The effects of 3-week treatment with increasing doses of epitestosterone (ET) on gonadotrophin gene expression and secretion, on testosterone and 5α-dihydrotestosterone (DHT) levels, and on the weight of testes and prostates, were studied in intact adult male rats. The hormones were delivered by means of silastic capsules of different lengths filled with the steroid. One group of rats received testosterone (T) instead of ET, to compare the results with previous studies concerning the testosterone effect. The controls were given capsules with glucose only. Treatment with ET, as well as with T, significantly reduced the weights of prostates. When the data from ET-treated rats and controls were combined, a significant negative correlation (P<0·001) was found between the weight of prostates and serum ET. T, in contrast to ET, also decreased significantly the weights of testes. ET treatment caused a significant reduction of serum T levels but only an insignificant decline of DHT levels, independent of the dose. Serum and pituitary (p) luteinizing hormone (LH) levels in the ET-treated rats did not change.

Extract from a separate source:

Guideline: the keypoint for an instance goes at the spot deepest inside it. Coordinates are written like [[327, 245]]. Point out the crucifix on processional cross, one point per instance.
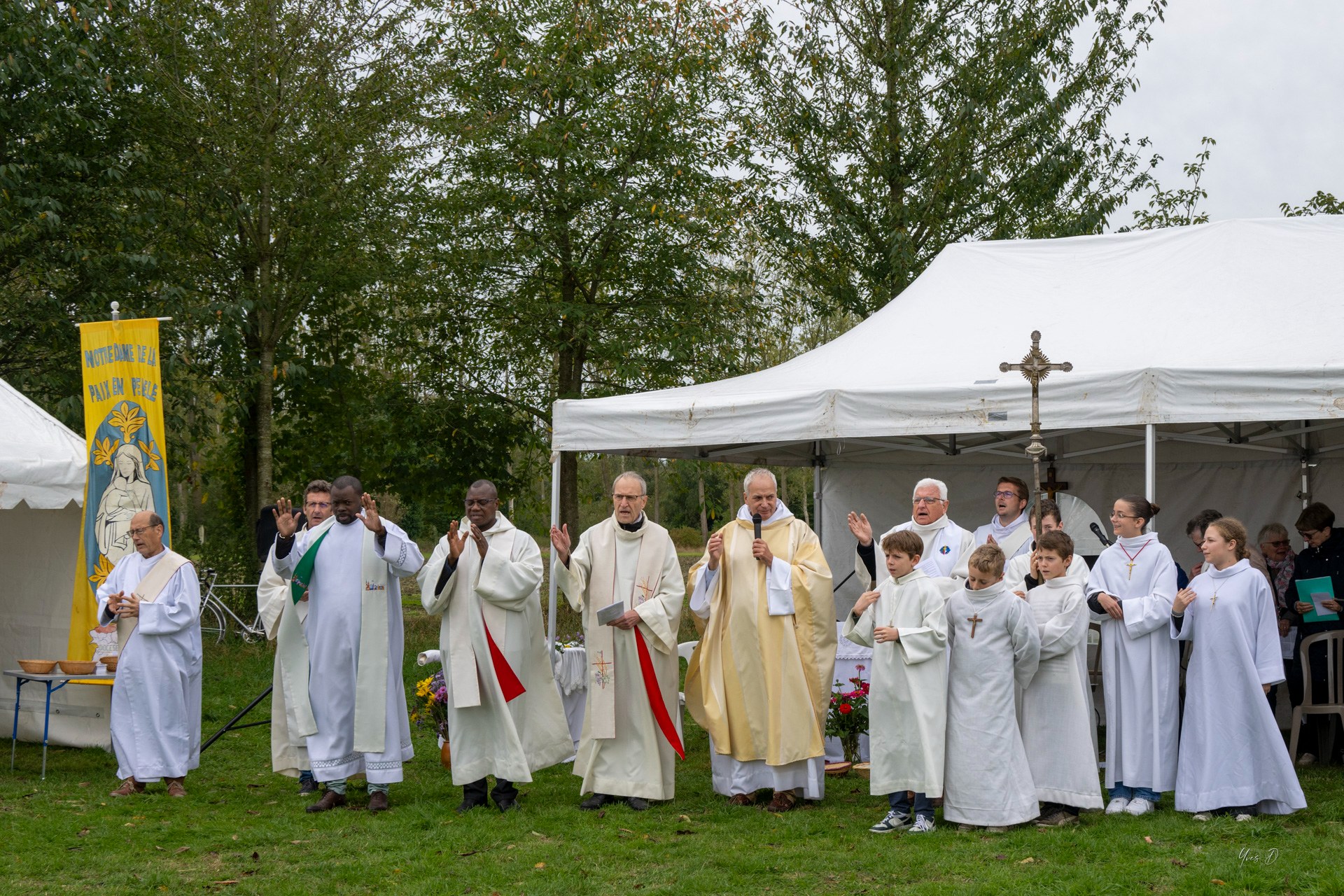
[[1035, 367]]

Pituitary mRNA contents for the βLH subunit (βLH-mRNA) showed a dose-dependent significant increase, up to 170% (P<0·01), with ET treatment. pFSH decreased with the lowest ET (2 cm) dose (P<0·05), but no change was observed with the other doses. The mRNA for the common α-subunit also increased with the ET load. In conclusion, ET acts at several sites in the regulation of gonadotrophin formation and release. It enhances the steady-state mRNA levels of both gonadotrophins in the pituitary. At the same time, ET may act directly in the pituitary by inhibition of post-transcriptional events in LH synthesis. A direct inhibitory effect of ET at the hypothalamic level is also possible. The circulating levels of both gonadotrophins are thus the result of these composite effects.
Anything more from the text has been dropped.